- Interactive map of Ogidō Shell Midden
- 26°17′34.4″N 127°47′55.3″E﻿ / ﻿26.292889°N 127.798694°E
- Type: shell midden
- Periods: Shellmidden
- Location: Kitanakagusuku, Okinawa, Japan
- Region: Okinawa

Site notes
- Public access: Yes (no facilities at site)

= Ogidō Shell Mound =

The Ogidō Shell Midden (荻堂貝塚, Ogidō kaizuka) is an archaeological site in what is now the Ogido Ushirohara neighborhood of the village of Kitanakagusuku, Okinawa Prefecture, Japan. The site was designated and a National Historic Site in 1972. It is one of the oldest shell mounds in Okinawa Prefecture dating to the Early Shellmidden Period.

==Overview==
During the early Shellmidden Period (approximately 4000 to 2500 BC), sea levels were five to six meters higher than at present, and the ambient temperature was also 2 deg C higher. During this period, the Ryukyu Islands was inhabited by the Jōmon people, many of whom lived in coastal settlements. The middens associated with such settlements contain bone, botanical material, mollusc shells, sherds, lithics, and other artifacts and ecofacts associated with the now-vanished inhabitants, and these features, provide a useful source into the diets and habits of Shellmidden Period society.

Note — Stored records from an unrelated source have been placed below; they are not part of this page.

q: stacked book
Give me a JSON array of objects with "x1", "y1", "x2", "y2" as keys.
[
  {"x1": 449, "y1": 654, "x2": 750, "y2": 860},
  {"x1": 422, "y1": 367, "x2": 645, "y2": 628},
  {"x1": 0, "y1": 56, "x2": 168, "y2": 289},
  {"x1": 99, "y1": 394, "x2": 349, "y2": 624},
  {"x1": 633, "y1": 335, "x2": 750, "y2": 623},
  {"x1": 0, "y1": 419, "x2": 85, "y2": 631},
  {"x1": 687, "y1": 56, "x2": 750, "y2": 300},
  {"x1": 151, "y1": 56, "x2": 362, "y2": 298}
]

The Ogidō Shell Mound is located on the lower slope of a cliff in a Ryūkyū limestone hill at an elevation of approximately 135 meters in central Okinawa Island. Archaeological excavations were conducted by Tokyo Imperial University in 1919, and found that he site has a topsoil layer (cultivated soil) of approximately 30-cm, an artifact-bearing layer of 70–100 cm, and a limestone bedrock beneath. The shell layer reached a thickness of 1.2 meters at its thickest point. In addition to shellfish, fish bones, and animal bones, stone tools, pottery, and shell artifacts have been excavated. Land-dwelling snails were also prominent, suggesting they were an important food source.

The pottery is deep, bowl-shaped, with four protrusions on the rim and a small, flat base. The patterns are only applied to the upper half of the vessel, consisting of pairs of two lines or dots that circle the vessel as connected lines or dots, and sawtooth patterns are also frequently used. These pottery vessels, named "Ogidō Style," are considered one of the most representative forms of pottery from the early Okinawa shell mound period and have become a standard reference for research into the prehistoric period of the southern islands. These patterns are notable for their similarity to Sobata-style pottery in Kyushu and pottery from the Okitsu Shell Mound in Chiba Prefecture, and date to the Late Jōmon period on the mainland.